Tuning CUDA Applications for Pascal

The programming guide to tuning CUDA Applications for GPUs based on the NVIDIA Pascal Architecture.

1. Pascal Tuning Guide

1.1. NVIDIA Pascal Compute Architecture

Pascal is NVIDIA's latest architecture for CUDA compute applications. Pascal retains and extends the same CUDA programming model provided by previous NVIDIA architectures such as Kepler and Maxwell, and applications that follow the best practices for those architectures should typically see speedups on the Pascal architecture without any code changes. This guide summarizes the ways that an application can be fine-tuned to gain additional speedups by leveraging Pascal architectural features.1

Pascal architecture comprises two major variants: GP100 and GP104.2 A detailed overview of the major improvements in GP100 and GP104 over earlier NVIDIA architectures are described in a pair of white papers entitled NVIDIA Tesla P100: The Most Advanced Datacenter Accelerator Ever Built for GP100 and NVIDIA GeForce GTX 1080: Gaming Perfected for GP104.
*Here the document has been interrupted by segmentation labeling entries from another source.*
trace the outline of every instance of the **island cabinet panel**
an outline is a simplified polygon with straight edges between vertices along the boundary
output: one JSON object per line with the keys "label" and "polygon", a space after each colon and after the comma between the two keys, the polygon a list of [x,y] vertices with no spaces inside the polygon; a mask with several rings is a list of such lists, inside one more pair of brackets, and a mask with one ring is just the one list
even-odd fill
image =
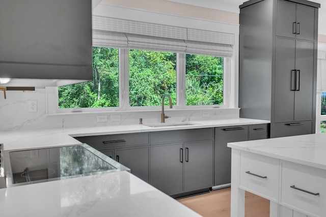
{"label": "island cabinet panel", "polygon": [[231,183],[231,148],[228,142],[247,141],[248,126],[215,128],[214,185]]}
{"label": "island cabinet panel", "polygon": [[294,135],[315,133],[320,7],[305,0],[240,6],[240,117],[270,120],[270,138],[293,135],[278,130],[279,123],[311,121]]}
{"label": "island cabinet panel", "polygon": [[325,171],[287,161],[281,168],[280,203],[308,215],[325,216]]}
{"label": "island cabinet panel", "polygon": [[151,132],[150,183],[173,197],[208,191],[213,186],[213,128]]}
{"label": "island cabinet panel", "polygon": [[85,136],[75,138],[128,167],[131,173],[148,182],[149,133]]}
{"label": "island cabinet panel", "polygon": [[240,188],[277,202],[279,161],[252,153],[240,155]]}

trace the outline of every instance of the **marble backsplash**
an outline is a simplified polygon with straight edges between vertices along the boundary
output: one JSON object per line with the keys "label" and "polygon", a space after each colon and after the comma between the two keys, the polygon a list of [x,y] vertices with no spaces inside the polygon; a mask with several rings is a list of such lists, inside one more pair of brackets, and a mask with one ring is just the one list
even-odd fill
{"label": "marble backsplash", "polygon": [[[47,112],[53,103],[49,103],[47,94],[44,88],[35,91],[7,91],[7,99],[0,91],[0,131],[20,129],[38,129],[84,128],[103,126],[137,125],[139,119],[143,123],[160,122],[160,110],[152,111],[83,112],[49,115]],[[36,112],[29,112],[29,102],[36,100]],[[53,109],[53,108],[52,108]],[[52,109],[53,110],[53,109]],[[203,111],[208,112],[208,117],[203,117]],[[165,113],[171,117],[167,122],[195,121],[196,120],[233,119],[239,117],[239,109],[211,108],[205,109],[166,109]],[[120,121],[112,121],[111,115],[121,115]],[[97,122],[97,115],[106,115],[108,121]]]}

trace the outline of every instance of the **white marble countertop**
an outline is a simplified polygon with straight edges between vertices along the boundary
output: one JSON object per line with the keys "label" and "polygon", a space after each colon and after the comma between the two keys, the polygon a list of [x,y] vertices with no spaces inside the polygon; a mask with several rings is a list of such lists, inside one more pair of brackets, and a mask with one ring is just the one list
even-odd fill
{"label": "white marble countertop", "polygon": [[231,142],[228,147],[326,170],[326,133]]}
{"label": "white marble countertop", "polygon": [[0,215],[200,216],[126,171],[0,189]]}
{"label": "white marble countertop", "polygon": [[247,118],[192,121],[195,125],[152,128],[145,125],[0,131],[0,143],[5,150],[79,144],[73,137],[205,128],[266,123],[269,121]]}
{"label": "white marble countertop", "polygon": [[[73,137],[266,123],[244,118],[151,128],[143,125],[0,131],[5,150],[79,144]],[[2,216],[198,216],[199,214],[126,172],[0,189]]]}

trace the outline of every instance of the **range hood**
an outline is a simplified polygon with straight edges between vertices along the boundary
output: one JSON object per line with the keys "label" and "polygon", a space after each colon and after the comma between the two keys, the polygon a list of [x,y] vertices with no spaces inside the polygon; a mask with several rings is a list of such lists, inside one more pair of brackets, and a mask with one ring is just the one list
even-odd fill
{"label": "range hood", "polygon": [[93,79],[91,0],[2,1],[0,29],[0,86]]}

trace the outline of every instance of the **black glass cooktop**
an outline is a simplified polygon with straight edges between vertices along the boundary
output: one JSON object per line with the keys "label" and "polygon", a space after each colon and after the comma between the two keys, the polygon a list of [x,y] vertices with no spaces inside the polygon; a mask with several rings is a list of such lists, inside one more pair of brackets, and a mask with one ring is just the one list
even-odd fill
{"label": "black glass cooktop", "polygon": [[117,169],[90,150],[77,145],[10,151],[12,183],[87,176]]}

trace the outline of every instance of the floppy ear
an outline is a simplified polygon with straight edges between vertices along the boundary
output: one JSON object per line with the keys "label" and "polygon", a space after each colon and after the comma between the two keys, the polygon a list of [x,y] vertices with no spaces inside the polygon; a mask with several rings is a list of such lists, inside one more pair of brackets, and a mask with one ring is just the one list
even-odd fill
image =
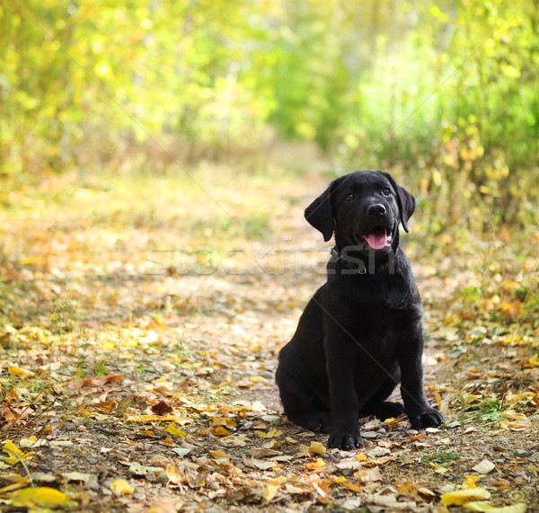
{"label": "floppy ear", "polygon": [[322,232],[323,240],[327,243],[333,234],[333,206],[331,205],[331,193],[333,188],[340,179],[333,180],[330,186],[313,203],[305,208],[305,219]]}
{"label": "floppy ear", "polygon": [[391,174],[388,172],[384,172],[383,174],[385,176],[385,178],[387,178],[387,180],[389,180],[393,185],[393,188],[395,190],[397,195],[397,205],[399,206],[399,212],[401,213],[401,223],[402,224],[402,228],[404,228],[404,231],[408,233],[407,222],[415,211],[415,198],[410,194],[408,190],[402,189],[400,185],[397,185]]}

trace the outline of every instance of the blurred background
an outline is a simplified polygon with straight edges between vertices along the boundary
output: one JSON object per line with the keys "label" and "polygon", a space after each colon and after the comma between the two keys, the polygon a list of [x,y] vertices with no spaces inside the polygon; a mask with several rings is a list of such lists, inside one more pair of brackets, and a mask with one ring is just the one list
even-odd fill
{"label": "blurred background", "polygon": [[537,223],[537,0],[10,0],[0,63],[5,201],[293,144],[392,171],[431,233]]}

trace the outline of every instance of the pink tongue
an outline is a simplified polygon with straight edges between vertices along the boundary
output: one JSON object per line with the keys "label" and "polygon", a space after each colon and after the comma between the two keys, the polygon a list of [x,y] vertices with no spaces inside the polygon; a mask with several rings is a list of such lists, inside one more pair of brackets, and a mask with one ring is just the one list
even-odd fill
{"label": "pink tongue", "polygon": [[382,250],[385,247],[385,230],[376,230],[374,234],[368,234],[365,235],[365,240],[373,250]]}

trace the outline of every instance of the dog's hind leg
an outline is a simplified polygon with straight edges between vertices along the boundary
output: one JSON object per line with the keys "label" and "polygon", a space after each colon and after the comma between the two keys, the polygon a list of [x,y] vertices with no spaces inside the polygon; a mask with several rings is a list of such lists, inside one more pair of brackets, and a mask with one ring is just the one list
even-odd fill
{"label": "dog's hind leg", "polygon": [[361,407],[359,416],[374,415],[380,420],[385,420],[385,419],[399,417],[399,415],[404,413],[404,405],[402,402],[385,401],[391,395],[400,379],[401,370],[397,367],[391,374],[391,377],[388,377]]}
{"label": "dog's hind leg", "polygon": [[294,345],[288,344],[281,349],[275,377],[288,420],[311,431],[329,433],[330,411],[316,391],[309,386],[308,384],[313,383],[312,376]]}

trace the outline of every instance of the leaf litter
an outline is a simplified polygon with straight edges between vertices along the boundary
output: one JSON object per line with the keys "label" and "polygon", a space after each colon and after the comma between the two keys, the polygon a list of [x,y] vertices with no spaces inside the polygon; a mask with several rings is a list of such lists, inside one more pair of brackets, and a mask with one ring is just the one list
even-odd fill
{"label": "leaf litter", "polygon": [[[323,280],[314,265],[296,272],[289,250],[310,263],[327,258],[304,226],[304,181],[271,199],[254,265],[252,241],[190,234],[210,215],[178,217],[172,193],[153,220],[130,206],[107,217],[99,209],[113,198],[78,204],[83,217],[69,204],[38,217],[3,213],[0,503],[154,513],[539,508],[536,247],[516,265],[448,257],[446,239],[426,259],[410,243],[425,302],[426,390],[445,426],[417,432],[404,418],[364,419],[364,448],[346,453],[283,417],[277,355]],[[260,187],[247,181],[235,204],[262,197]],[[200,272],[204,261],[194,272],[201,256],[190,253],[184,271],[170,261],[172,235],[181,247],[235,247],[226,265],[248,272]]]}

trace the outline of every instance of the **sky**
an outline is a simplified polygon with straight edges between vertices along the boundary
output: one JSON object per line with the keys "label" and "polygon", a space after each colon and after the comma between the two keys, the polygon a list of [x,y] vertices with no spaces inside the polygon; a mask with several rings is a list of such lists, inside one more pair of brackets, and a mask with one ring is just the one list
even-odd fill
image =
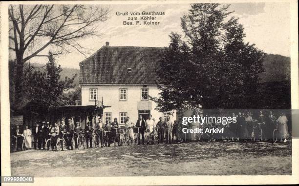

For further details on the programming features discussed in this guide, please refer to the CUDA C++ Programming Guide. Some of the Pascal features described in this guide are specific to either GP100 or GP104, as noted; if not specified, features apply to both Pascal variants.

1.2. CUDA Best Practices

The performance guidelines and best practices described in the CUDA C++ Programming Guide and the CUDA C++ Best Practices Guide apply to all CUDA-capable GPU architectures. Programmers must primarily focus on following those recommendations to achieve the best performance.

The high-priority recommendations from those guides are as follows:
  • Find ways to parallelize sequential code,
  • Minimize data transfers between the host and the device,
  • Adjust kernel launch configuration to maximize device utilization,
  • Ensure global memory accesses are coalesced,
  • Minimize redundant accesses to global memory whenever possible,
  • Avoid long sequences of diverged execution by threads within the same warp.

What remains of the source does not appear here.